Ieri Matteo Salvini – riconoscendo lealmente e onestamente la sconfitta – ha detto che il centrodestra ha sbagliato nel presentare i propri candidati in ritardo. È vero solo in parte. Nel senso che è vero che li hanno presentati in ritardo: ma quei candidati avrebbero perso anche se fossero stati scelti prima, perché erano deboli, debolissimi. Anche brave persone, ma non in grado di competere con candidati che avevano una lunga esperienza amministrativa. Il centrodestra ha scelto i candidati in ritardo perché si è ostinato a scegliere fra i civici e non riusciva a trovare nessuno. I candidati deboli della destra non sono un fatto contingente di queste elezioni: sono un fatto strutturale. Il problema della destra è la sua classe dirigente: lo si vede anche in parlamento, lo si è visto nel governo gialloverde.

Dicevamo che ci sono alcune eccezioni. Riguardano soprattutto la Lega. Giorgetti è sicuramente un ministro di alto livello, così come Zaia e altri governatori o sindaci del Nord sono ottimi amministratori. Ma stiamo parlando di una Lega che discende da quella originaria, quella federalista, quella di Bossi. Salvini è stato fenomenale nel portare il partito a percentuali mai viste né immaginate prima: ma deve riflettere sulla qualità della sua squadra. Non basta essere i più bravi sui social, bisogna anche convincere, attrarre una classe dirigente di prima scelta. Dice, Salvini, che hanno perso un po’ tutti, perché la metà degli italiani non è andata a votare. Vero. Ma visti i risultati (il centrodestra che non va neanche al ballottaggio a Milano è una cosa dell’altro mondo) è fondato il sospetto che la maggior parte degli assenteisti sia costituita da elettori, appunto, di Salvini e Meloni.

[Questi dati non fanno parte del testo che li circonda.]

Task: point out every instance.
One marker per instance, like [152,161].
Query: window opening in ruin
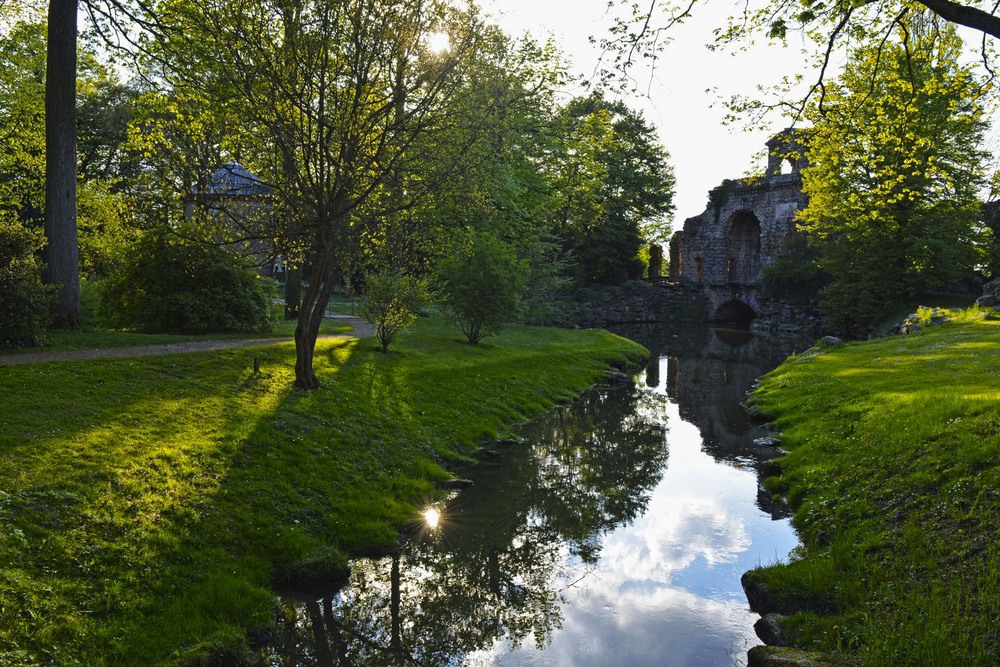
[744,249]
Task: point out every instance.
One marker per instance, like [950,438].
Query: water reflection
[585,546]
[504,551]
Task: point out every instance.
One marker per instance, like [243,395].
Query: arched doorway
[734,313]
[743,265]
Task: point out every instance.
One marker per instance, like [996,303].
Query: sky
[686,93]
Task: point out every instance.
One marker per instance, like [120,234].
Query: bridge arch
[734,313]
[743,265]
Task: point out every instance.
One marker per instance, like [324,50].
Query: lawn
[149,505]
[894,474]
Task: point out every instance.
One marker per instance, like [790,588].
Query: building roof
[233,180]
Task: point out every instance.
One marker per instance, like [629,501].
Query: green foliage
[895,174]
[795,275]
[24,301]
[170,492]
[390,301]
[481,282]
[169,284]
[101,213]
[894,474]
[614,189]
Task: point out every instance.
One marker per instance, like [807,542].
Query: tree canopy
[895,174]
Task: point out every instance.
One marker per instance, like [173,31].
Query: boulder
[762,599]
[769,630]
[455,484]
[775,656]
[987,301]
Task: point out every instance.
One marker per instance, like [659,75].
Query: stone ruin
[745,227]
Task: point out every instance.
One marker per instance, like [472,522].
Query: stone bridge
[747,225]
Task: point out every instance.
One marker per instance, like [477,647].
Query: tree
[615,188]
[895,173]
[329,97]
[105,104]
[481,282]
[61,251]
[390,301]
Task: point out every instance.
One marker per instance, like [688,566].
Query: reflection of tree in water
[494,568]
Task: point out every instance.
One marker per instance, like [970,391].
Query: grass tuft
[147,504]
[894,472]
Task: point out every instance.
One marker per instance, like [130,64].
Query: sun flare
[438,42]
[432,517]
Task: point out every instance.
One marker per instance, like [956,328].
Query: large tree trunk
[310,319]
[61,253]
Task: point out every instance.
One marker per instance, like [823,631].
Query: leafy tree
[896,169]
[328,98]
[24,301]
[615,188]
[481,283]
[171,284]
[390,301]
[103,228]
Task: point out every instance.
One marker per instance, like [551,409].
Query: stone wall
[639,302]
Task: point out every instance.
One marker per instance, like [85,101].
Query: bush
[481,283]
[24,300]
[170,284]
[794,279]
[390,301]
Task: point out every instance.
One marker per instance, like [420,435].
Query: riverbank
[149,504]
[893,469]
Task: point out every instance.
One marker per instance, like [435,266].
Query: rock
[770,469]
[455,484]
[775,656]
[762,599]
[768,629]
[987,300]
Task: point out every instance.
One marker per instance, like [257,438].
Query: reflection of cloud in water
[630,606]
[659,626]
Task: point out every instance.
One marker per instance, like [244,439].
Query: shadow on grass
[147,504]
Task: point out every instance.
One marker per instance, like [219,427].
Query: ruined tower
[742,230]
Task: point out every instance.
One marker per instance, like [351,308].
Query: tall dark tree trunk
[61,252]
[311,315]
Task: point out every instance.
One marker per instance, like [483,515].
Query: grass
[86,338]
[894,473]
[148,505]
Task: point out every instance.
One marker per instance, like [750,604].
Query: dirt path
[362,329]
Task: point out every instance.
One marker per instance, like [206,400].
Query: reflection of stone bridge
[746,226]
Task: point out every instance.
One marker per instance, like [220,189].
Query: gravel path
[362,329]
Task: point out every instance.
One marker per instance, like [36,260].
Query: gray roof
[232,179]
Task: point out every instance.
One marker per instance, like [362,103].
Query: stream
[615,533]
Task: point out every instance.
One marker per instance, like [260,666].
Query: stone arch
[743,264]
[735,313]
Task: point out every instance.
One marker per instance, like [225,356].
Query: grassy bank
[147,505]
[894,473]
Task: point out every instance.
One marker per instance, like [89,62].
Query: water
[615,535]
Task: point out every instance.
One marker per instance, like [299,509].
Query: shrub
[481,283]
[24,300]
[390,301]
[795,279]
[170,284]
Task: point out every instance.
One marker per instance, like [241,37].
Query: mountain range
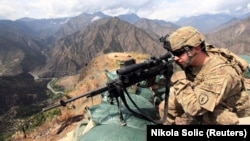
[54,48]
[58,47]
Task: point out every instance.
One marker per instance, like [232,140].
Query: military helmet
[185,36]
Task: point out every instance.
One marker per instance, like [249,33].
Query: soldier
[209,87]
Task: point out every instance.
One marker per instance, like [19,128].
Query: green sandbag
[247,72]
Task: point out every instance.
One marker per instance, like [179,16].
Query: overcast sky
[169,10]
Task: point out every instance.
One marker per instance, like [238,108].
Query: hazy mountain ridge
[103,36]
[235,37]
[79,40]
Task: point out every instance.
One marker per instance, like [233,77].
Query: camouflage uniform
[211,94]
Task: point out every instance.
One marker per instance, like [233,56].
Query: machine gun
[128,76]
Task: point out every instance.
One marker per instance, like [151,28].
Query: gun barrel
[89,94]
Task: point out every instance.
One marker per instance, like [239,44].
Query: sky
[168,10]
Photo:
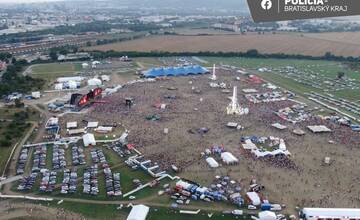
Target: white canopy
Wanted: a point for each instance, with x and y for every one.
(94, 82)
(102, 129)
(58, 86)
(92, 124)
(67, 79)
(138, 212)
(228, 158)
(70, 125)
(267, 215)
(319, 128)
(105, 78)
(89, 140)
(72, 84)
(212, 162)
(254, 197)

Quanto al centrosinistra, ora festeggia. Ne ha motivo. Ma commetterebbe un errore tragico se si illudesse di essere maggioranza nel Paese. Enrico Letta dice che ha deciso di accettare la guida del Pd anche perché è convinto che il vento stia cambiando, e l’onda di destra calando. Non sappiamo se è così. Di certo la destra deve decidere da che parte stare: se continua a stare su posizioni sovraniste e anti-europeiste, sarà difficile vederla al governo.